I'm just a beginner in this area so I apologize first for wasting your time with this stupid question:
I recently downloaded some data from Uniprot and want to do some domain coverage analysis, but just realized that there are some overlapping ranges that needs to be merged.

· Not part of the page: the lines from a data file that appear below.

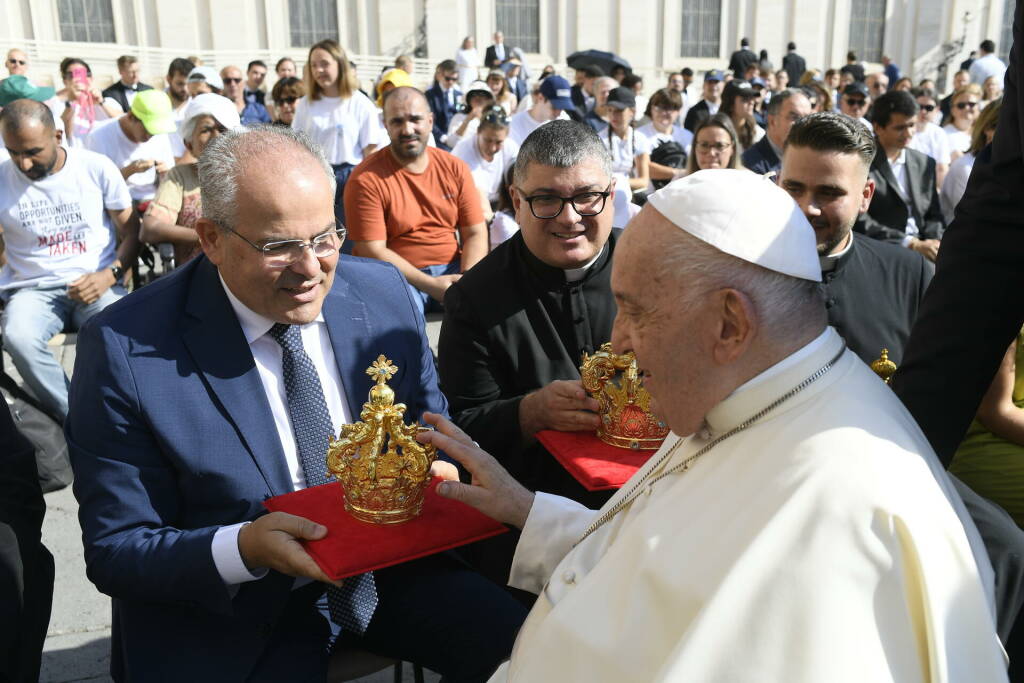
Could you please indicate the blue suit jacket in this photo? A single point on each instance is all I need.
(171, 437)
(442, 112)
(761, 158)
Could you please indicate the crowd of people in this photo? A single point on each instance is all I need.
(739, 242)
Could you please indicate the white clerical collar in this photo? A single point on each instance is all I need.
(576, 274)
(828, 261)
(253, 325)
(760, 391)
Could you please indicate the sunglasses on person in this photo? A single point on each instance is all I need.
(496, 115)
(714, 146)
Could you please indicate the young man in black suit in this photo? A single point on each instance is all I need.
(124, 90)
(905, 209)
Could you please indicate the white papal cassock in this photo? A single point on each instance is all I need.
(818, 545)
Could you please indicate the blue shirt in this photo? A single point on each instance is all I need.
(254, 113)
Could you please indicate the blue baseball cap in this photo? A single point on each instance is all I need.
(557, 91)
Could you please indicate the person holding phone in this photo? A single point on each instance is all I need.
(85, 105)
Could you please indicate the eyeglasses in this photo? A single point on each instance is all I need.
(714, 146)
(496, 116)
(285, 253)
(546, 207)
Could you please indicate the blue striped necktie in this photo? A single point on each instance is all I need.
(351, 605)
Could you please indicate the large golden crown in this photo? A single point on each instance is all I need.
(381, 466)
(625, 406)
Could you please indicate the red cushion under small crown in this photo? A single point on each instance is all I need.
(598, 466)
(352, 547)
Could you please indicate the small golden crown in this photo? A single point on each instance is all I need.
(884, 368)
(381, 466)
(626, 419)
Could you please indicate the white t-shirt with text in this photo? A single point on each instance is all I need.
(56, 229)
(109, 139)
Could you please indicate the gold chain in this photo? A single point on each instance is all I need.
(651, 478)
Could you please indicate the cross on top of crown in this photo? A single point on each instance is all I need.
(382, 370)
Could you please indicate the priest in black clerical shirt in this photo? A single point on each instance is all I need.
(875, 292)
(517, 324)
(872, 289)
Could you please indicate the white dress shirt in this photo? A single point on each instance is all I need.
(899, 170)
(268, 356)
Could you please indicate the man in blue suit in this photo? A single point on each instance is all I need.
(205, 393)
(443, 98)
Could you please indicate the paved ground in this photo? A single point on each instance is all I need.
(79, 640)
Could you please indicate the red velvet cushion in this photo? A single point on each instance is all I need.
(352, 547)
(595, 464)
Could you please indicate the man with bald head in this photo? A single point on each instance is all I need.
(62, 213)
(406, 203)
(795, 526)
(216, 388)
(17, 62)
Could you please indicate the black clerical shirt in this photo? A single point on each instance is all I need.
(872, 296)
(513, 325)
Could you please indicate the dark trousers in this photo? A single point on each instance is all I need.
(341, 173)
(26, 596)
(438, 613)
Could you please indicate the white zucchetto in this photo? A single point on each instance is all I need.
(745, 215)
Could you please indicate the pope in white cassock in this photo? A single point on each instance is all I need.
(796, 526)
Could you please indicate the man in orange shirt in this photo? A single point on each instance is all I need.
(406, 203)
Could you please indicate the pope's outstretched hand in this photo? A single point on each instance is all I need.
(494, 492)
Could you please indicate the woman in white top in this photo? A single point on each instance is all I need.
(929, 137)
(960, 171)
(84, 103)
(964, 109)
(500, 88)
(488, 153)
(478, 101)
(336, 115)
(629, 148)
(468, 60)
(664, 111)
(738, 100)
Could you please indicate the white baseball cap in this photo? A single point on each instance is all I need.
(220, 108)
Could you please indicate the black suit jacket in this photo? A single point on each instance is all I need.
(442, 112)
(972, 311)
(119, 92)
(761, 158)
(886, 218)
(696, 116)
(491, 56)
(794, 66)
(872, 296)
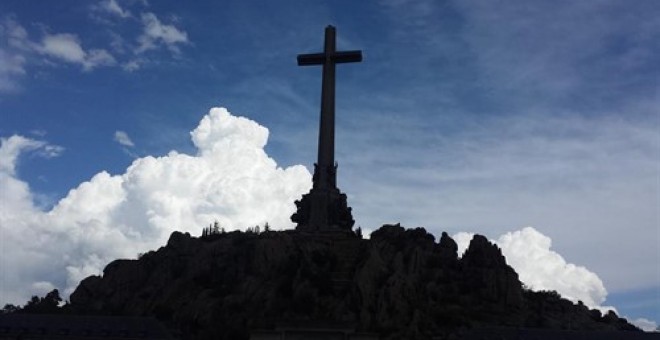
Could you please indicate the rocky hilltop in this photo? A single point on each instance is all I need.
(400, 283)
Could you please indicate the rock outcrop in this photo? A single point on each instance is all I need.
(401, 283)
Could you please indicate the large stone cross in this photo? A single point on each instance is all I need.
(325, 207)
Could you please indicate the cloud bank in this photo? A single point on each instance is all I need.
(540, 268)
(230, 179)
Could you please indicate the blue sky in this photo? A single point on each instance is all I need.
(465, 116)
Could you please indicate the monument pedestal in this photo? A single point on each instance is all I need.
(323, 210)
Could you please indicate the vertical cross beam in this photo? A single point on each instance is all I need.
(324, 171)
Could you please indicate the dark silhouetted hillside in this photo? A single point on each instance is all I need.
(400, 283)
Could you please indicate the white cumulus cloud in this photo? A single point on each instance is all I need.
(230, 179)
(645, 324)
(122, 138)
(540, 268)
(67, 47)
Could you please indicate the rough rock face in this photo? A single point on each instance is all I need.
(400, 283)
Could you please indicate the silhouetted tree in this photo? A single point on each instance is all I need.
(358, 232)
(9, 308)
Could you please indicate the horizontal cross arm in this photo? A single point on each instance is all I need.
(347, 57)
(311, 59)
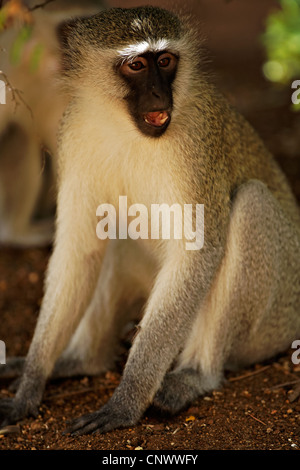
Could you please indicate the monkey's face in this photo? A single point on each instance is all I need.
(149, 78)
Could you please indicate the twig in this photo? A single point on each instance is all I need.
(40, 5)
(248, 374)
(16, 95)
(295, 394)
(285, 384)
(76, 392)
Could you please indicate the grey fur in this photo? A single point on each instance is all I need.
(234, 302)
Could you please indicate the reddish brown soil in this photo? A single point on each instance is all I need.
(251, 411)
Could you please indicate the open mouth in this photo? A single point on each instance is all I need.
(157, 118)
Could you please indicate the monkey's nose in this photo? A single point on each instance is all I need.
(157, 118)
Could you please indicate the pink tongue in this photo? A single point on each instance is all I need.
(157, 118)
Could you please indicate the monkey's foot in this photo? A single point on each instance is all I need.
(111, 416)
(178, 390)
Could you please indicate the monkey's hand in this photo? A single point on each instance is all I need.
(111, 416)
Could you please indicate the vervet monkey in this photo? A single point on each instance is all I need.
(144, 121)
(28, 126)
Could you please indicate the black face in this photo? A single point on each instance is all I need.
(150, 101)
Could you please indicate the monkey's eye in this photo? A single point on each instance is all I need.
(167, 61)
(136, 66)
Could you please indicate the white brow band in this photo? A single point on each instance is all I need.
(134, 50)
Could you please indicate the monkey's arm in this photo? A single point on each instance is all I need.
(72, 275)
(179, 289)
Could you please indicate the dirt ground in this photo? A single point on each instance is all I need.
(253, 410)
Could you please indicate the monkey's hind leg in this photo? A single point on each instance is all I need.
(252, 310)
(120, 293)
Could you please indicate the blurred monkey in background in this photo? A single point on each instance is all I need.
(29, 122)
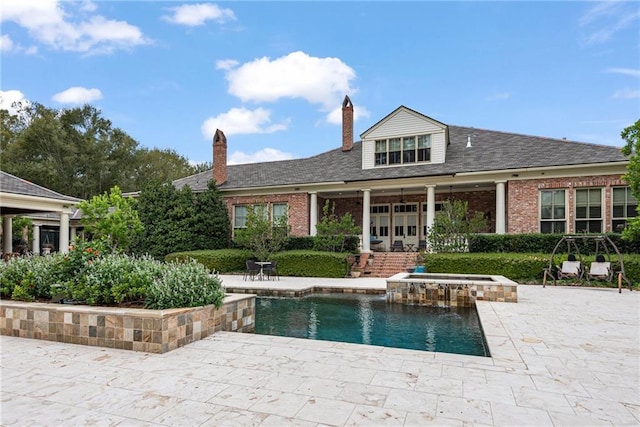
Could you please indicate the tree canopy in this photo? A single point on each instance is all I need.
(80, 153)
(111, 219)
(631, 135)
(181, 220)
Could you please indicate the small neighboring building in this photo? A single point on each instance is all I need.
(396, 177)
(51, 213)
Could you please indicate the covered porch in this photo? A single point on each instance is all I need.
(19, 197)
(397, 217)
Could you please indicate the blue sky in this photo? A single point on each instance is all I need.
(272, 75)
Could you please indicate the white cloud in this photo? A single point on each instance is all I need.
(77, 95)
(239, 121)
(49, 23)
(264, 155)
(626, 94)
(633, 72)
(604, 19)
(499, 96)
(197, 14)
(323, 81)
(10, 98)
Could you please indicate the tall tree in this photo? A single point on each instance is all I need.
(631, 135)
(80, 153)
(111, 219)
(179, 220)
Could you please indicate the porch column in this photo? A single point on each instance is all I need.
(313, 213)
(431, 209)
(500, 208)
(366, 221)
(7, 235)
(35, 248)
(64, 232)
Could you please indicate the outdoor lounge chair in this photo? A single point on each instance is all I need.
(271, 270)
(252, 270)
(570, 269)
(397, 246)
(600, 270)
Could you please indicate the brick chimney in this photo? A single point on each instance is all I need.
(219, 157)
(347, 124)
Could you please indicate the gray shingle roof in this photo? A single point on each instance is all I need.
(490, 150)
(12, 184)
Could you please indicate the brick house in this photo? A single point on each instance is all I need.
(395, 178)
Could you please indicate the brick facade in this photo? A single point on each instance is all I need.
(523, 200)
(522, 203)
(298, 208)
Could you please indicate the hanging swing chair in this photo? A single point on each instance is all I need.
(574, 267)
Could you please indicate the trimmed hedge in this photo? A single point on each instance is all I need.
(311, 264)
(519, 267)
(298, 263)
(541, 243)
(220, 261)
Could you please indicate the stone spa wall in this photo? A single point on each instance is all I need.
(153, 331)
(449, 289)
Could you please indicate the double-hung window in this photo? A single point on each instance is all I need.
(625, 206)
(406, 150)
(588, 210)
(553, 211)
(239, 216)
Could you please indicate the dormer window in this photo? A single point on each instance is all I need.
(406, 150)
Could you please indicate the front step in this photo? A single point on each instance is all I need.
(387, 264)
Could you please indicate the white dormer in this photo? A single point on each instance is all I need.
(405, 137)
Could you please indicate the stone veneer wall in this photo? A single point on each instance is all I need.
(449, 294)
(153, 331)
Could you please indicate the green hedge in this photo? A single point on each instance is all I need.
(299, 263)
(220, 261)
(311, 263)
(519, 267)
(543, 243)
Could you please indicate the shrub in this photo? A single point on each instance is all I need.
(221, 261)
(185, 285)
(299, 243)
(311, 264)
(29, 278)
(541, 243)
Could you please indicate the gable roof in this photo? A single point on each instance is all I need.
(14, 185)
(489, 151)
(395, 113)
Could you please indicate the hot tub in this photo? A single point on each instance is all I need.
(442, 289)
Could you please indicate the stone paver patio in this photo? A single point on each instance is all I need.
(561, 356)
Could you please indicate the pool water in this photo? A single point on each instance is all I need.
(369, 319)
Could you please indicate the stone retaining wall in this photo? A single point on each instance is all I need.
(153, 331)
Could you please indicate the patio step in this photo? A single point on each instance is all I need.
(386, 264)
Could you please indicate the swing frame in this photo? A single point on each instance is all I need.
(601, 240)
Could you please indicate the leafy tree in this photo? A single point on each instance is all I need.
(80, 153)
(111, 219)
(453, 227)
(262, 235)
(631, 135)
(333, 232)
(179, 220)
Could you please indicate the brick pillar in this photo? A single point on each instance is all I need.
(347, 124)
(219, 157)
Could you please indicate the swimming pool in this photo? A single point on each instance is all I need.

For example, my data looks like this:
no. pfamseq_acc seq_version crc64 md5 pfamA_acc seq_start seq_end
1857719 I1HYZ2 1 E9A7BABADB78EF7A 217559545415239f73152e983a1e4226 PF00083 11 244
1857720 I1HYZ2 1 E9A7BABADB78EF7A 217559545415239f73152e983a1e4226 PF00083 482 737
1857722 A8I2W9 1 125E4A38BE3390D8 3be8943f5916ee0fd2c80adba0af3377 PF00083 83 299
1857723 A8I2W9 1 125E4A38BE3390D8 3be8943f5916ee0fd2c80adba0af3377 PF00083 286 500
1857724 A0A0L0MB57 1 277707E4DDF29006 cf70dbe1ad2c63df7e4b6d419c5dff05 PF00083 10 222
1857725 A0A0L0MB57 1 277707E4DDF29006 cf70dbe1ad2c63df7e4b6d419c5dff05 PF00083 223 423
And what I want is:
no. pfamseq_acc seq_version crc64 md5 pfamA_acc seq_start seq_end
1857719 I1HYZ2 1 E9A7BABADB78EF7A 217559545415239f73152e983a1e4226 PF00083 11 244
1857720 I1HYZ2 1 E9A7BABADB78EF7A 217559545415239f73152e983a1e4226 PF00083 482 737
1857722 A8I2W9 1 125E4A38BE3390D8 3be8943f5916ee0fd2c80adba0af3377 PF00083 83 500
1857724 A0A0L0MB57 1 277707E4DDF29006 cf70dbe1ad2c63df7e4b6d419c5dff05 PF00083 10 423
I have tried to write it in R which looks like:
library(dplyr)
setwd("C:/Users/hy/Documents/Desktop/test2")
d<- read.csv("test2.tsv", header = T, sep = "\t", dec = ".")
d %>%
group_by(md5) %>%
arrange(md5,seq_start) %>%
mutate(indx = c(0, cumsum(as.numeric(lead(seq_start)) >
cummax(as.numeric(seq_end)))[-n()])) %>%
group_by(md5,pfamseq_acc,pfamA_acc)
summairse(start = min(seq_start), end = max(seq_end))
The "summarise" could give me the correct result, but I failed to write it in a new file.
So I would appreciate it if anyone could give some ideas about how to achieve that (preferably by R or Python), any other methods is also welcomed.
Thanks.
Thanks for your reply. However my data is in a tsv file. I have tried to do that with "merge" function in BedTools, but it would give error if I convert my file to a BED one.
Just fyi and for the future, "Give error" is not a helpful error message. Please be more precise so that people can reproduce the problem.
Try BEDOPS, maybe, with the example given. If you need to, use
awk
to reorder columns into a minimally three-column file, where the first three columns are: chromosome, start, and stop position.